The vulnerability affects all modern computers powered by an Intel chip including Windows, macOS, and Linux machines developed over the past 10 years, and will require operating system-level updates to rectify.

“Similar operating systems, such as Apple’s 64-bit macOS, will also need to be updated – the flaw is in the Intel x86 hardware, and it appears a microcode update can’t address it,” The Register notes, adding that “It has to be fixed in software at the OS level, or go buy a new processor without the design blunder.”

What’s the Flaw?

Unfortunately, due to a presently-instated embargo on the discovery, additional information about the flaw is unknown at this time. However The Register, in their independent research, was able to all but confirm it’s a “Kernel memory leaking” flaw which inadvertently allows “normal user programs to see some of the contents of the protected kernel memory.”

A computer’s Kernel memory, in essence, is its discreet, pseudo-storage drive, upon which vital information such as passwords, login credentials and other protected data is stored. Given the nature of the flaw and how it apparently “leaks” this vital data, it’s probable, in an absolute worst case scenario, that malicious programs could be granted access to the contents of your Kernel memory.

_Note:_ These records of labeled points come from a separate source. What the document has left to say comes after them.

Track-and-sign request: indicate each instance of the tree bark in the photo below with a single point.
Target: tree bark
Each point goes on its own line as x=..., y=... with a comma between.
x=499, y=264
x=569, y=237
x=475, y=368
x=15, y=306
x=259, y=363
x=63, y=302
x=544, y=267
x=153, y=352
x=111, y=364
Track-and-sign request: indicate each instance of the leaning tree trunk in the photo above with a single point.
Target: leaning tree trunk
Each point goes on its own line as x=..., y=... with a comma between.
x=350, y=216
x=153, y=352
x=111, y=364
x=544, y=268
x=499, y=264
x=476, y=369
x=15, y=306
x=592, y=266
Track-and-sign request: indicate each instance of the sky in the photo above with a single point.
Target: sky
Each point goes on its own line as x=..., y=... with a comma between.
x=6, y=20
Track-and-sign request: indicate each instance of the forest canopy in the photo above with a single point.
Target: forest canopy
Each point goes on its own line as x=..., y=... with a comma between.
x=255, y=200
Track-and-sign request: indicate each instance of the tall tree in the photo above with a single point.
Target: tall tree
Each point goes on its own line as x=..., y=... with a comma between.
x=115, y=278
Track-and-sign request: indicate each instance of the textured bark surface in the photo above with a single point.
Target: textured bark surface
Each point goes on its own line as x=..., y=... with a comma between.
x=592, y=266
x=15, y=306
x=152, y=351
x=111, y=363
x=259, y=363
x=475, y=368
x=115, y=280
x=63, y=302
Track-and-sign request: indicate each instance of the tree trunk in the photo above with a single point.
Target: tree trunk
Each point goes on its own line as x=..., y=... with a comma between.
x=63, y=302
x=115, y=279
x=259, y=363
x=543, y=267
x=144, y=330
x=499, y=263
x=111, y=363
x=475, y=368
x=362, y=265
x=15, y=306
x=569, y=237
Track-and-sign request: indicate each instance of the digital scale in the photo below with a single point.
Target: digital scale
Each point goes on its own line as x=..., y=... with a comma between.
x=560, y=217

“At worst, the hole could be abused by programs and logged-in users to read the contents of the kernel’s memory,” The Register noted. “Suffice to say, this is not great.”

“The kernel’s memory space is hidden from user processes and programs because it may contain all sorts of secrets, such as passwords, login keys, files cached from disk, and so on. Imagine a piece of JavaScript running in a browser, or malicious software running on a shared public cloud server, able to sniff sensitive kernel-protected data.”

Is There a Fix?

Fortunately, at least for PC and Linux users, there’s currently a software level fix in the mix that will rectify the flaw. Unfortunately, to execute the patch will involve isolating your machine’s kernel memory from user processes using its inbuilt Kernel Page Table Isolation utility.

And this process, most unfortunately of all, will likely result in modest to noticeable performance reductions on your machine.. The Register noted that some Windows and Linux users could see between a 5 and 30 percent performance reduction once the patch is in place.

Interestingly, while Intel-powered Macs are also affected by the inherent flaw, so little information is known about it that it’s not yet clear how Apple computers will be affected from the patch. Much like its Windows and Linux counterparts, however, Apple will most certainly have to procure a fix once more information is known.